Ineens blijft mijn aandacht hangen.

Schokkend

‘Dunya, mag ik je een mail voorlezen? Ik weet niet zo goed wat ik ermee moet.’
‘Ja hoor.’
‘Kom ie. “Beste Anna, ik geef Nederlands aan eersteklassers op het Lyceum in mijn woonplaats.
Uiteraard vind ik het belangrijk dat kinderen lezen en daarom promoot ik dat ook in mijn klassen. Dat betekent voor mezelf dat ik ook jeugdboeken lees zodat ik boeken kan aanraden.
Ik heb met veel plezier ‘Kom hier Rosa’ gelezen. Leuk verhaal over twee meiden en het leest lekker weg. Wat ik wel schokkend vond, was dat Sita een relatie had met de vader van Lot. En niet zozeer de relatie, maar wel de leeftijd van Sita van 14 jaar. Waarom heb je gekozen voor zo’n jonge leeftijd? Een volwassene die een sexuele relatie met een meisje van 14 heeft, is strafbaar en voor mij (tevens moeder van drie dochters) voelt het heel verkeerd. Voor mij is het een reden om je boek niet aan te prijzen in de klas, omdat ik vind dat ik mijn verantwoordelijkheid heb naar ouders en leerlingen toe. Ik wil niet met het vingertje wijzen, maar ik ben oprecht geïnteresseerd in jouw mening.”’

Dunya: ’Wat een stom wijf.’
Ik: ’Hoezo?’
‘Dat ze je boek niet wil aanprijzen.’
‘O ja. Maar verder, jij bent ook veertien en hebt heel recent het boek gelezen. Jij was ook geschokt, toch?’
‘Ja. Maar dat is toch helemaal niet erg?’

 

Categorieën
Verhalen van een Amsterdams leven

De pont in de nacht

Over een jaartje ofzo zo is het vast alweer gefikst met slimme bruggen en Noordzuidlijnen. Maar nu is het ’s nachts chaos op de pont.

Een heerlijke chaos

We waren naar Eye, het was een stoere avond met hippe muziek.En daarna was de nacht zo zwoel en stonden we op het terras aan het water nog lang wijn te drinken met mensen die ik -in ieder geval voor de duur van de avond- mijn vrienden noemde. We proostten naar cruiseships en ik dronk meer dan ik aankan, nu ik geen twintig meer ben. Wiebelend fietsen we naar de pont, ik achterop bij J.
Om vervolgens terecht te komen in een nachtelijke bottleneck.
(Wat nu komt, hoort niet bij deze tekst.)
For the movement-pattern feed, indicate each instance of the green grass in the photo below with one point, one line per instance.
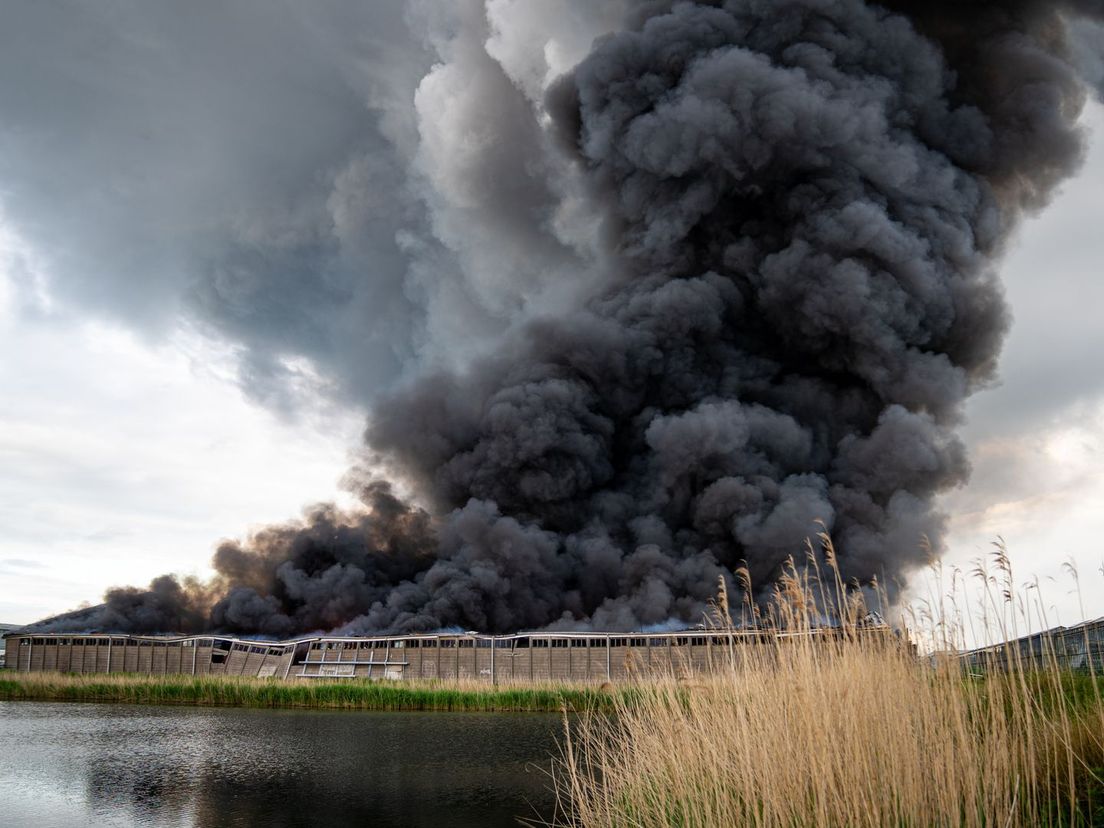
(338, 694)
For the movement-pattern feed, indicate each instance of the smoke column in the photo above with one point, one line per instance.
(772, 229)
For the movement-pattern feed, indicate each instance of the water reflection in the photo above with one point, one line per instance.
(105, 765)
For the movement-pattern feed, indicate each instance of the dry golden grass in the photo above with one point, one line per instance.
(855, 731)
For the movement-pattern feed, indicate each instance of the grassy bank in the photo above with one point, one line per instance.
(234, 691)
(849, 733)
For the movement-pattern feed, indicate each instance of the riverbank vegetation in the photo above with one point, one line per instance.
(337, 694)
(852, 732)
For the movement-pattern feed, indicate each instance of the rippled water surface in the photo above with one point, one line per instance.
(120, 765)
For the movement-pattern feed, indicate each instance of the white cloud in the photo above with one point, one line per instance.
(120, 460)
(1037, 441)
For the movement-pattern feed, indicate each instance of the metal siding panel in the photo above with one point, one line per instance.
(234, 662)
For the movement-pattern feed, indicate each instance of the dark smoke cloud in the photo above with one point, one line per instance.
(805, 201)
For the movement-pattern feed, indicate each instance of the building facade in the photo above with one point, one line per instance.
(468, 656)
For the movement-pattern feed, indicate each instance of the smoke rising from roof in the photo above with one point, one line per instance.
(734, 271)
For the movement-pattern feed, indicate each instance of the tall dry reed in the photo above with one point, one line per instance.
(848, 729)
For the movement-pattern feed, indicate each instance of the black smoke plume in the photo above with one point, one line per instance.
(802, 205)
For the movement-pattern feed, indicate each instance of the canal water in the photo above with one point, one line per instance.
(64, 765)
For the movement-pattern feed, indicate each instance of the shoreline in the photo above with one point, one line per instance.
(338, 694)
Honderden mensen met honderden fietsen versperden de doorgang, waardoor de mensen die zich op de pont bevonden er niet af konden en er dus nog meer rijen ontstonden en niemand meer ergens kwam.
Dat alles in die zwoele zomernacht.
En natuurlijk was het irritant en wilden we naar huis en was ik moe en licht in mijn hoofd, terwijl de ponten voor ons maar steeds zo onbereikbaar bleven. Mijn huisje zo dichtbij, maar met dat hele IJ ertussen. ‘We kunnen altijd zwemmen,’ hoorde ik mezelf tegen J zeggen. Ik hoorde mezelf ook heel Amsterdams kankeren en kreeg het bijna aan de stok met een scooterrijder.

Maar de parallelle Anna dacht alleen maar: kijk, kijk nou.
De maan. En het IJ. En de zomernacht. De chaos zelfs.
En ik in het midden van alles. Van alles!